These factors are the primary drivers of dealmaking in the composites industry today. Through the end of the first quarter, ~25 acquisitions and financing transactions were announced, involving composites and advanced-materials companies. These include several high-profile deals, such as Warren Buffett-backed Berkshire Hathaway’s (Omaha, Neb.) $9 billion takeover of publicly held Lubrizol Corp. (Wickliffe, Ohio), and Cytec’s (Tempe, Ariz.) long-anticipated divestiture of its noncore building block materials business to private equity group H.I.G. Capital for $180 million. As headline-worthy as these deals have been, the real story is the strategies that have driven them.

It comes as no surprise that aerospace continues to be an area of strategic growth. M&A interest in aerospace composites is particularly high. Despite the high interest, we don’t anticipate as many M&A transactions in the aerospace segment as one might expect. This isn’t due to lack of either acquisitive interest or available funding. In fact, strategic and private equity-backed aerospace companies approach my firm almost daily, seeking aggressively to acquire assets with composites capabilities in both material technologies and component fabrication. The inhibiting factor is that few targets currently meet the size criteria of acquirers that need to deploy meaningful amounts of capital. This should be an indicator for any scalable aerospace composites player who is entertaining an exit in the near future. There will be high interest expressed by acquirers who are willing to pay a “scarcity premium” for a competitively differentiating opportunity.
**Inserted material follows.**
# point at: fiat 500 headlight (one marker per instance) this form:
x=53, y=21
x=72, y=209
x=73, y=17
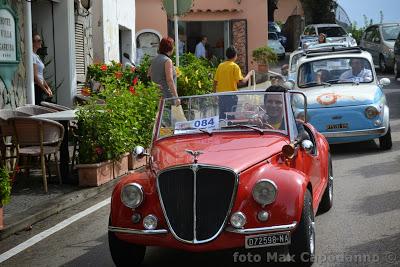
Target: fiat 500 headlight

We do expect to see healthy deal activity in composites, particularly in construction and building products. For the most part, acquirers have concluded that the bottom has been reached in these markets and that there is an opportunity to invest ahead of the full recovery. A good example of this trend is building products manufacturer and distributor Gibraltar Industries’ (Buffalo, N.Y.) pending acquisition of private equity-backed D.S. Brown (North Baltimore, Ohio) for ~$100 million. H.I.G. Capital’s (New York, N.Y.) refinancing of composite building products manufacturer Advanced Environmental Recycling Technology (AERT, Springdale, Ark.) is another. Although acquirers are unwilling to completely ignore the financial downturn that affected most composite building product companies in 2009-2010, they seem willing to structure transactions creatively, thus giving sellers some upside credit for anticipated growth in 2011. We also expect to see increased deal activity in the automotive sector as composite applications continue to play an increasing role.
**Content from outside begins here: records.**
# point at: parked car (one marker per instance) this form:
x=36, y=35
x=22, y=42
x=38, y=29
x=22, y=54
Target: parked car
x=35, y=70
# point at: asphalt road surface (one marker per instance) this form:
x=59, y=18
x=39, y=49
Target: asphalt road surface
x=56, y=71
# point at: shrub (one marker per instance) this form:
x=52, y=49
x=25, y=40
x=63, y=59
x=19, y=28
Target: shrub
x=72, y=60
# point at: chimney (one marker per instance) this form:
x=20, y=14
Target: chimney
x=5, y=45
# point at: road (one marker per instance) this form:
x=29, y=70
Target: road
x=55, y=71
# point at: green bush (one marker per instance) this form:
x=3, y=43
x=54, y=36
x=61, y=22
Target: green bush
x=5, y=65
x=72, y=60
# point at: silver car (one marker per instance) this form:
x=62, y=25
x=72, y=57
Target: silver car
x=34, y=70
In several recent cases, parties on both sides of the deal have been indicative of noteworthy M&A trends. The majority of recent deals we have seen involved either corporate-to-corporate plays or private equity-backed transactions. These “smart money” players are generally more strategically and opportunistically motivated than many privately held businesses; they are intent on timing the market and achieving maximum valuation. There appears to be a considerable disconnect between acquirers who are flush with cash and looking to deploy capital now and sellers who hope that market valuations will recover and grow to new peak levels over time. The risk here is that the capital available today might not be available if and when the market fully recovers two or three years from now. Those with money want to invest now and will find the best opportunities available to support their growth today.

Another factor seems to be unique to companies in this industry. Many do not regularly employ experts who bring professional and strategic guidance to their growth objectives. Our experience is that companies that enlist the services of an investment banker or advisor, just as they would an accountant or attorney, tend to have more successful M&A and overall growth strategies. Even when a company is not considering immediate action, it is prudent to have an advisor on hand to act as a sounding board for strategic decision-making purposes and help them stay close to opportunistic situations in the market.